If I’m in the mood of not wanting to think too hard but still contribute to iNat, I’ll use the Identify page to annotate observations. Many, many observations lack any annotations and for some taxa it’s quite easy to go through them and add a life stage, sex, or plant phenology annotation without much specific knowledge. If enough observations of a taxon are annotated, we can start to get some cool data on them, eg for Monarchs (although look at how many still need a life stage annotation!):
Here’s my approach:
- On the Identify page, here are the basic settings I’ll use choose for life stage annotations:
The URL for this is: https://www.inaturalist.org/observations/identify?quality_grade=needs_id%2Cresearch&order_by=random&without_term_id=1&captive=false
This should show me all Needs ID and RG observations lacking a life stage annotation, sorted randomly.
I’ll choose a taxon compatible with life stage, for example Lepidoptera.
Then, when I click on the first observation, I’ll make sure to go to the Annotations tab. There is a handy list of keyboard commands on the bottom left-hand corner.
- It’s pretty easy to rapidly go through the observations and tell which ones are of eggs, larvae, pupae, or adults and add annotations for those.
Things to remember:
If you are unsure, it’s better to not add the annotation, feel free to move on to the next observation.
Don’t go too quickly, sometimes you’ll add the wrong annotation! Be sure to correct any errors you make
Some taxa can be tricky. For example, there are larviform female adult beetles and other insects, which are difficult to distinguish from adults. Again, if you’re unsure, don’t add an annotation.
If you would like to bulk annotate your own observations, there is another tutorial for that.
That’s about it!
A post was split to a new topic: Community Annotation Challenges
Some helpful URLs for this. This post is a wiki, so please feel free to add your own links.
Can I just add that not every observation needs to have annotations applied.
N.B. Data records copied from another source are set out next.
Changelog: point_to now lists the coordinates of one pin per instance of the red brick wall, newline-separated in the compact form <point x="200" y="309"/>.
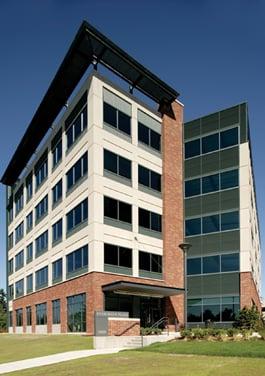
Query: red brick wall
<point x="248" y="291"/>
<point x="123" y="327"/>
<point x="172" y="145"/>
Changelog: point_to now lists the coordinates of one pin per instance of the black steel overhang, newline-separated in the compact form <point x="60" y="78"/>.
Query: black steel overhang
<point x="142" y="289"/>
<point x="89" y="46"/>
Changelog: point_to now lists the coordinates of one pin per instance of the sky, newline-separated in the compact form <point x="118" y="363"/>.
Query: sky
<point x="210" y="51"/>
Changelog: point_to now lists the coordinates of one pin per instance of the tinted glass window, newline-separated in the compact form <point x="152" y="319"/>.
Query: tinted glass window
<point x="109" y="115"/>
<point x="110" y="161"/>
<point x="210" y="183"/>
<point x="194" y="266"/>
<point x="229" y="137"/>
<point x="211" y="264"/>
<point x="192" y="148"/>
<point x="210" y="224"/>
<point x="230" y="263"/>
<point x="229" y="221"/>
<point x="193" y="226"/>
<point x="210" y="143"/>
<point x="229" y="179"/>
<point x="192" y="187"/>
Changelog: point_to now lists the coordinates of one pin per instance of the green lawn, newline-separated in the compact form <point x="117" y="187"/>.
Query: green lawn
<point x="134" y="363"/>
<point x="17" y="347"/>
<point x="248" y="349"/>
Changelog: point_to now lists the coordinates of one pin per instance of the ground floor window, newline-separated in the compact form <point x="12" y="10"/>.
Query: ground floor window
<point x="41" y="314"/>
<point x="216" y="309"/>
<point x="19" y="317"/>
<point x="76" y="313"/>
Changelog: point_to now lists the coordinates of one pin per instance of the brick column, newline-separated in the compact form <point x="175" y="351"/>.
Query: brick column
<point x="172" y="180"/>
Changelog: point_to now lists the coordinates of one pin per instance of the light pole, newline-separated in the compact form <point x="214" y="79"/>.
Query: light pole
<point x="185" y="247"/>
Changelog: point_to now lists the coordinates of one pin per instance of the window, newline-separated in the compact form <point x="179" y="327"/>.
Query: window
<point x="29" y="316"/>
<point x="229" y="221"/>
<point x="41" y="314"/>
<point x="150" y="262"/>
<point x="117" y="210"/>
<point x="192" y="187"/>
<point x="230" y="262"/>
<point x="57" y="192"/>
<point x="194" y="266"/>
<point x="19" y="317"/>
<point x="29" y="187"/>
<point x="56" y="316"/>
<point x="41" y="278"/>
<point x="19" y="232"/>
<point x="229" y="179"/>
<point x="192" y="148"/>
<point x="41" y="172"/>
<point x="118" y="256"/>
<point x="149" y="178"/>
<point x="151" y="221"/>
<point x="211" y="264"/>
<point x="76" y="313"/>
<point x="57" y="270"/>
<point x="229" y="138"/>
<point x="41" y="209"/>
<point x="19" y="200"/>
<point x="10" y="241"/>
<point x="193" y="226"/>
<point x="76" y="128"/>
<point x="211" y="224"/>
<point x="77" y="171"/>
<point x="57" y="231"/>
<point x="210" y="183"/>
<point x="19" y="288"/>
<point x="11" y="292"/>
<point x="29" y="252"/>
<point x="41" y="244"/>
<point x="29" y="283"/>
<point x="29" y="221"/>
<point x="149" y="137"/>
<point x="57" y="152"/>
<point x="210" y="143"/>
<point x="116" y="118"/>
<point x="19" y="260"/>
<point x="10" y="266"/>
<point x="117" y="164"/>
<point x="77" y="261"/>
<point x="77" y="215"/>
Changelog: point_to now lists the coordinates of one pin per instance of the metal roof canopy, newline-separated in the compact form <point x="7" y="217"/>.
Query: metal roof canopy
<point x="89" y="46"/>
<point x="141" y="288"/>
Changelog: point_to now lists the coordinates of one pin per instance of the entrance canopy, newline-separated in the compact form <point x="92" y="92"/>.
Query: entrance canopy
<point x="141" y="289"/>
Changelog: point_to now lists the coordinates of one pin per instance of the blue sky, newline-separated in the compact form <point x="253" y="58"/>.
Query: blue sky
<point x="212" y="52"/>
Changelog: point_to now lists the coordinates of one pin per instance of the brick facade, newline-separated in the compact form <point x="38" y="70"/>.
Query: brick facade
<point x="172" y="144"/>
<point x="248" y="291"/>
<point x="123" y="327"/>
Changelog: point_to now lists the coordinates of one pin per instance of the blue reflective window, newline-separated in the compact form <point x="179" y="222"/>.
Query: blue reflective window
<point x="210" y="143"/>
<point x="229" y="221"/>
<point x="210" y="183"/>
<point x="193" y="226"/>
<point x="211" y="264"/>
<point x="229" y="138"/>
<point x="229" y="179"/>
<point x="230" y="263"/>
<point x="210" y="224"/>
<point x="194" y="266"/>
<point x="192" y="187"/>
<point x="192" y="148"/>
If you find yourself struggling to decide which value to make the annotation (“Is this observation of an exuviae an adult or a juvenile?”) then perhaps just leave the annotation out.
On that note, I wonder if having a “reviewed=no” version of the links above would allow people to “skip” those that they are unsure of… perhaps they can add it to the url if they want it…
I also wonder if it is acceptable to only mark “dead”, with “alive” being assumed? That is how I have been annotating alive/dead for new observations since that annotation came into effect…
@tiwane If you would rather this not be the place to discuss these thoughts, please feel free to delete this post, I have raised the thoughts on other topics before.
@tiwane, I don’t know if we have a page for how newbies can learn more while adding value, but this would be a great activity for that! Almost anyone could go through a set of observations and tell whether they’re budding, flowering, or fruiting.
As for that page, I’m thinking of a list of things like adding high-level IDs to Unknowns, annotating observations, using the Computer Vision Model to refine identifications, adding Observation Fields, tagging organisms that are obviously captive or cultivated, and the like. Each item on the list would link to the corresponding tutorial.
As for the value added, I’m amazed at how powerful those graphs of phenology are. For example, if I am looking at common privet (Ligustrum vulgare) and click the square for the month of June on the curve for Flowering, iNat will produce a page of all observations identified as that species and annotated as flowering in June. (I think there’s also a way to display all observations, regardless of month, that have that annotation. The site’s down, so I can’t check right now.) I can then see if everything identified as L. vulgare produces the same kind of flowers—in other words, whether or not everything identified as L. vulgare really is L. vulgare. I’ve used that as a first step in correcting misidentifications.
Of course, if the observations aren’t annotated, I can’t do that so easily. So if somebody who knows nothing more than what flowers, flower buds, and fruit look like will take the time to add those annotations, they’ll probably learn more about the species while they make the data associated with the observations more available to everyone.
People are already using this information, by the way. One person told me that a plant had stumped them because it was in full bloom when the Phenology data showed its species wasn’t blooming at all. As it turned out, nobody had entered annotations for that species, and they had thought that the 0 for Flowering meant that the species did not flower that month.